Mohon tunggu...
Johan Wahyudi
Johan Wahyudi Mohon Tunggu... Guru - Guru, Pengajar, Pembelajar, Penulis, Penyunting, dan Penyuka Olahraga

Pernah meraih Juara 1 Nasional Lomba Menulis Buku 2009 Kemdiknas, pernah meraih Juara 2 Nasional Lomba Esai Perpustakaan Nasional 2020, 30 pengarang dongeng terbaik Kemdikbud 2024, pendiri Taman Bacaan Masyarakat (TBM) Mata Pena, mengelola jurnal ilmiah, dan aktif menulis artikel di berbagai media. Dikenal pula sebagai penyunting naskah dan ghost writer. CP WA: 0858-6714-5612 dan Email: jwah1972@gmail.com..

Selanjutnya

Tutup

Pendidikan

Mengapa Tulisan Lebih Berbahaya Daripada Ucapan?

26 September 2011   19:34 Diperbarui: 26 Juni 2015   01:35 373
+
Laporkan Konten
Laporkan Akun
Kompasiana adalah platform blog. Konten ini menjadi tanggung jawab bloger dan tidak mewakili pandangan redaksi Kompas.
Lihat foto
Gadget.

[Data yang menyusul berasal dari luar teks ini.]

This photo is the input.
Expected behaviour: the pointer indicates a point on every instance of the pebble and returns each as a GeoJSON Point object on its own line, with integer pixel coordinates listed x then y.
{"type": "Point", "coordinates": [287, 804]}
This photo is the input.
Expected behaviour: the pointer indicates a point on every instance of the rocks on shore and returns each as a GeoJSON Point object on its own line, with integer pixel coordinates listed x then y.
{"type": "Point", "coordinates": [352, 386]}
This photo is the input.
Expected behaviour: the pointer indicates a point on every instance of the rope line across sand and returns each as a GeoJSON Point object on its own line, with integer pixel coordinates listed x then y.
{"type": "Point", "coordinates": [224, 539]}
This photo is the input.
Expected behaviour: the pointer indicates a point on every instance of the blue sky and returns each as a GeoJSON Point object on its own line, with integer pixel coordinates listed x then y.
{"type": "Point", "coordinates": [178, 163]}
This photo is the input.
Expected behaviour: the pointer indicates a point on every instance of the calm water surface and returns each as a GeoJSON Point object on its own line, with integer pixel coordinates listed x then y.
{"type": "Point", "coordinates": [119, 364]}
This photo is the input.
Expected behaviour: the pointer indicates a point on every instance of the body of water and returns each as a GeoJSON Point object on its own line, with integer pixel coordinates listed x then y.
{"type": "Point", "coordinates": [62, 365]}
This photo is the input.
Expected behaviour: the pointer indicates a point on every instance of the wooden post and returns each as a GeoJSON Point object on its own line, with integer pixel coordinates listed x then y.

Sumber ilustrasi: PEXELS/ThisIsEngineering

Mungkin kita sering beradu pendapat sehingga timbul percekcokan dan atau perselesihan. Kedua pihak saling bertahan kepada argumen yang diyakini. Ketika berdebat secara lisan, kadang bahkan sering, kedua pihak mengeluarkan kata-kata kotor. Karena saling bertahan kepada keyakinan, perselisihan itu pun menemui jalan buntu. Lalu, kedua pihak berdiam diri dan tidak melanjutkan perdebatannya. Jika itu dibiarkan, insya Allah, kedua pihak itu akan lupa dan melupakan perbedaan yang ada. Waktu akan menghapus ingatan yang demikian? Itulah kelebihan dan kekurangan berdebat lewat ucapan.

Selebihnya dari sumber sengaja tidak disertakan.